3 - Network Topology

Our Tutorial network topology

Let’s use this sample network topology for the rest of this tutorial:

Network Topology

We’ll start with a single Kahuna instance, with public Internet exposure. The instance’s hostname will be kowabunga-kahuna-1 and it has 2 network adapters and associated IP addresses:

  • a private one, 10.0.0.1, in the event we’d need to peer further one with other instances for hugh-availability.
  • a public one, 1.2.3.4, exposed as kowabunga.acme.com for WebUI, REST API calls to the orchestrator and WebSocket agents endpoint. It’ll also be exposed as grafana.acme.com, logs.acme.com and metrics.acme.com for Kiwi and Kaktus to push logs and and metrics and allow for service’s metrology.

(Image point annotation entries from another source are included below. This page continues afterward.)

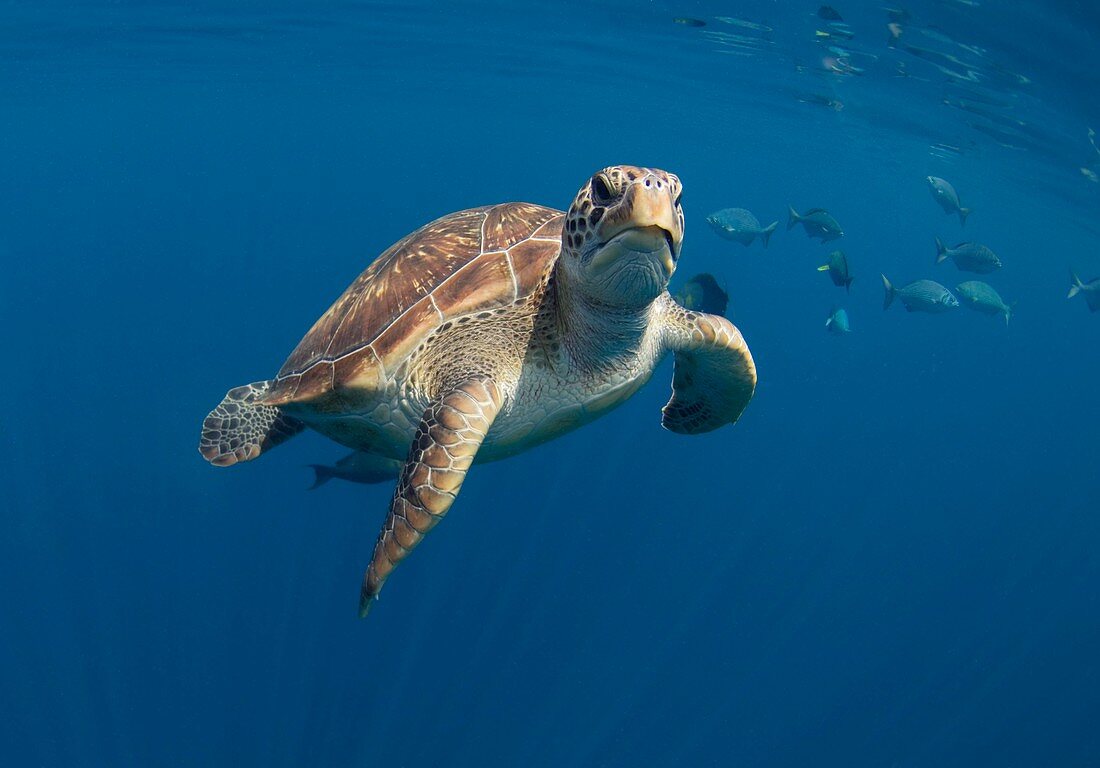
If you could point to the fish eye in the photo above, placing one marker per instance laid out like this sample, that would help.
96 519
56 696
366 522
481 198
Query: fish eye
601 190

Next is the main (and only) region, EU-WEST and its single zone, EU-WEST-A. The region/zone will feature 2 Kiwi instances and 3 Kaktus ones.

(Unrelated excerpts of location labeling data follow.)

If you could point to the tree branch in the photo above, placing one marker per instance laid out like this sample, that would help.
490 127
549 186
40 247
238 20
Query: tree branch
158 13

All instances will be connected under the same L2 network layer (as defined in requirements) and we’ll use different VLANs and associated network subnets to isolate content:

  • VLAN 0 (i.e. no VLAN) will be used as public segment, with associated RIPE block 4.5.6.0/26. All Kaktus instances will be able to bind these public IPs and translate those to Kompute virtual machine instances through bridged network adapters.
  • VLAN101 will be used as default, administration VLAN, with associated 10.50.101.0/24 subnet. All Kiwi and Kaktus instances will be part of.
  • VLAN102 will be used for Ceph backpanel, with associated 10.50.102.0/24 subnet. While not mandatory, this allows differentiating the administrative control plane traffic from pure storage cluster data synchronization. This allows for better traffic shaping and monitoring, if ever needs be. Note that on enterprise-grade production systems, Ceph project would recommend to use dedicated NIC for Ceph traffic, so isolation here makes sense.
  • VLAN201 to VLAN209 would be application VLANs. Kiwi will bind them, being region’s router, but Kaktus don’t. Instantiated VMs will however, through bridged network adapters.